Outside, her cell phone buzzed, indicating a new voicemail from a number she didn’t recognize. She was surprised to hear a message from Rick. “Hey Evie, Stasia and I are just checking in to see how you’re doing. Give a call if you need anything.”
How silly Evie had been to worry about entering his phone number into her contacts. Instead she kept it scrawled on a loose receipt for milk she’d found at the bottom of her pocketbook. She liked to think that if she were the married one, she’d have no problem with a friend calling her husband for advice or a favor. Just as long as that friend was two dress sizes bigger than she was and had a husband of her own. But Stasia was more secure. How could you not be when your hair resembled gold silk and your legs
were shaped like number two pencils, even down to the skinny ankles that looked like freshly sharpened points?
Evie picked up a sandwich at the deli across from Brighton, her mind fixated on Rick, Stasia, and their baby once again. It must be that Stasia was feeling so ill that she’d delegated her friendship duties to Rick while she remained out of commission. As she was gobbling her Havarti and hummus wrap on the sidewalk, Evie noticed a figure emerging from a chauffeured black Escalade with tinted windows about twenty yards down the street. The man who stepped out, dressed in a dark suit and tie, looked remarkably like Dr. Gold. It couldn’t possibly be him, since she knew he was on vacation and would have no reason to be driven around in a rap mobile uptown, but still she squinted while his doppelgänger walked down the block trailed by a string bean of a woman in a sheath dress and red-soled heels, the kind that added another zero to the price of otherwise ordinary shoes.
Even if it was for Bette’s surgery, Evie realized how much she was looking forward to seeing the real Dr. Gold again soon. She must have had a smile on her face thinking about him because as Tracy’s student Jamie passed her entering the building he said with a smirk, “Someone’s having a good day.”
# # #
After work, Evie decided to make the thirty-block trek to see Bette, even though her first day at Brighton had been draining. The acclimation to her new surroundings was not unlike her first day of sleepaway camp. Were the coffee mugs shared or had each person already laid claim to one? Was taking a cell phone call in the office a no-no? Every office had its unwritten rules, and she had no one to turn to for the oral handbook. Actually she’d never been employed anywhere but Baker Smith, other than a million years ago at Rising Star, hawking bat mitzvah dresses to Baltimore’s
Jewish tweens. Remembering the code to the locked file cabinets, the directions to the faculty lounge, and even the names of her new coworkers at Brighton was exhausting.

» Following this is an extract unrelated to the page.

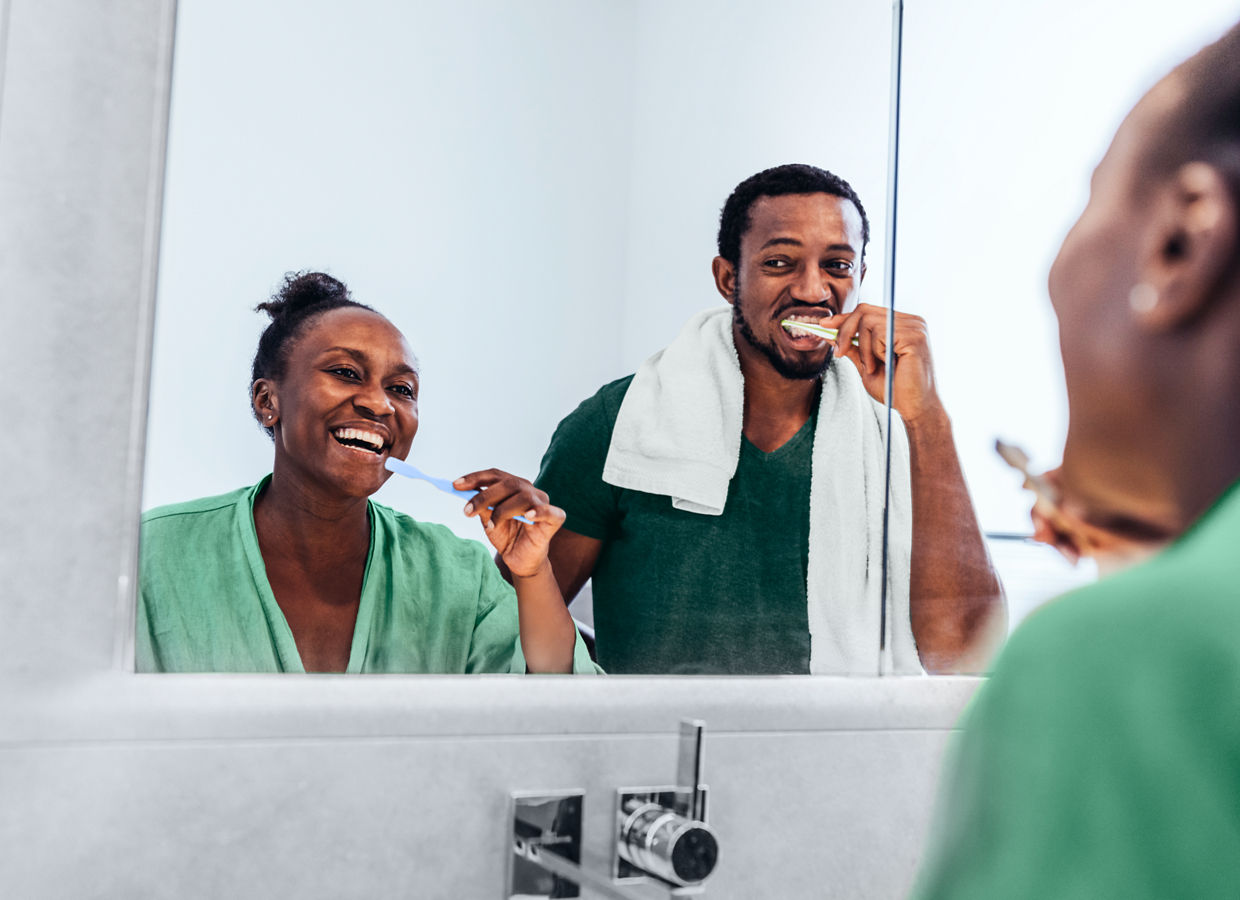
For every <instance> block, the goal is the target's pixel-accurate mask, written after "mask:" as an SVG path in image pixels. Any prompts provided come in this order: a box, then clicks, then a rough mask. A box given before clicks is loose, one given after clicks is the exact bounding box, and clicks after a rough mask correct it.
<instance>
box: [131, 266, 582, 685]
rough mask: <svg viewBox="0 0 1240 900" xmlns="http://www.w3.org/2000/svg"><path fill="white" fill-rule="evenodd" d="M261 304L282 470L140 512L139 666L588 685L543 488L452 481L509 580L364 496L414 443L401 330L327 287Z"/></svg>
mask: <svg viewBox="0 0 1240 900" xmlns="http://www.w3.org/2000/svg"><path fill="white" fill-rule="evenodd" d="M258 309H260V310H264V311H267V312H268V314H269V315H270V317H272V322H270V325H269V326H268V327H267V330H265V331H264V332H263V336H262V338H260V340H259V343H258V352H257V353H255V356H254V364H253V369H252V376H253V377H252V384H250V402H252V405H253V410H254V415H255V417H257V418H258V420H259V423H260V424H262V426H263V428H264V429H265V430H267V433H268V435H270V438H272V440H273V443H274V445H275V460H274V464H273V467H272V474H270V475H269V476H267V477H265V479H263V480H262V481H260V482H259V483H258V485H254V486H253V487H247V488H241V490H238V491H233V492H232V493H227V495H223V496H219V497H207V498H203V500H197V501H191V502H188V503H177V505H174V506H166V507H160V508H157V510H151V511H150V512H148V513H146V514H145V516H144V517H143V545H141V560H140V571H141V575H140V581H141V584H140V600H139V607H138V669H139V671H140V672H510V671H516V672H525V671H527V669H528V671H529V672H573V671H580V672H594V671H595V667H594V666H593V664H591V663H590V661H589V656H588V655H587V652H585V648H584V646H583V645H582V642H580V640H579V637H578V635H577V629H575V627H574V625H573V620H572V619H570V617H569V615H568V611H567V609H565V606H564V601H563V599H562V596H560V593H559V589H558V586H557V585H556V579H554V575H553V574H552V569H551V564H549V563H548V560H547V545H548V542H549V539H551V536H552V534H554V533H556V531H557V529H558V528H559V526H560V524H562V523H563V521H564V513H563V511H560V510H559V508H557V507H554V506H551V505H549V503H548V501H547V495H546V493H543V492H541V491H538V490H536V488H534V487H533V486H532V485H531V483H529V482H528V481H526V480H523V479H518V477H516V476H512V475H507V474H506V472H501V471H497V470H487V471H482V472H474V474H471V475H466V476H464V477H461V479H458V481H456V487H458V488H460V490H466V491H474V490H476V491H482V495H481V496H480V497H477V498H475V500H474V501H471V502H470V503H467V505H466V507H465V514H466V516H472V517H477V518H479V519H480V521H481V523H482V527H484V529H485V532H486V536H487V538H489V539H490V542H491V544H492V545H494V547H495V548H496V550H497V552H498V555H500V558H501V559H502V560H503V563H505V565H507V568H508V570H510V571H511V573H512V586H510V585H508V584H507V583H506V581H505V580H503V579H502V578H501V576H500V573H498V570H497V569H496V567H495V565H494V563H492V562H491V559H490V557H489V554H487V553H486V552H485V549H484V548H482V547H481V545H479V544H476V543H474V542H470V540H463V539H460V538H456V537H455V536H453V533H451V532H450V531H449V529H446V528H444V527H443V526H435V524H425V523H420V522H415V521H414V519H412V518H409V517H408V516H404V514H403V513H398V512H396V511H393V510H389V508H387V507H384V506H379V505H378V503H373V502H371V501H370V500H368V497H370V496H371V495H372V493H374V492H376V491H377V490H378V488H379V487H381V486H382V485H383V482H384V481H387V479H388V477H389V472H388V471H387V470H386V469H384V465H383V464H384V460H386V459H387V457H388V456H394V457H398V459H404V457H405V456H407V455H408V452H409V446H410V444H412V443H413V436H414V434H415V433H417V430H418V388H419V377H418V366H417V361H415V358H414V356H413V353H412V352H410V350H409V346H408V345H407V343H405V340H404V336H403V335H402V333H401V332H399V331H398V330H397V329H396V327H394V326H393V325H392V324H391V322H389V321H388V320H387V319H384V317H383V316H382V315H379V314H378V312H376V311H374V310H372V309H371V307H370V306H365V305H362V304H358V302H356V301H355V300H353V299H352V298H351V296H350V293H348V289H347V288H346V286H345V285H343V284H342V283H340V281H337V280H336V279H334V278H331V276H329V275H324V274H321V273H309V274H300V275H296V274H290V275H289V276H286V279H285V283H284V286H283V289H281V290H280V291H279V293H278V294H277V295H275V296H274V298H273V299H272V300H270V301H269V302H264V304H259V306H258ZM484 498H485V500H484ZM516 516H525V517H526V518H528V519H531V523H528V524H523V523H521V522H517V521H515V518H513V517H516ZM513 594H515V596H513ZM518 626H520V641H518V640H517V638H518Z"/></svg>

Still Evie needed to see Bette.
Evie shuddered when she saw the apartment her grandmother was staying in. Bette absolutely refused to be a burden to Fran and Winston in Greenwich and wouldn’t entertain staying with Evie in her “tiny little place.” Instead, she’d taken up residence in an apartment fortuitously located less than a block away from Sloan Kettering. It belonged to her friend Esther from Boca, who had inherited the place when her mother passed away fifteen years ago at age one hundred. It was a studio with peeling wallpaper, patchy wooden floors aching to give out splinters, and the ugliest mustard-colored drapery Evie had ever seen. Bette, who stretched a tea bag until her last cup of the day was nothing but faintly tinted water, would never do anything to fix up the place during her stay.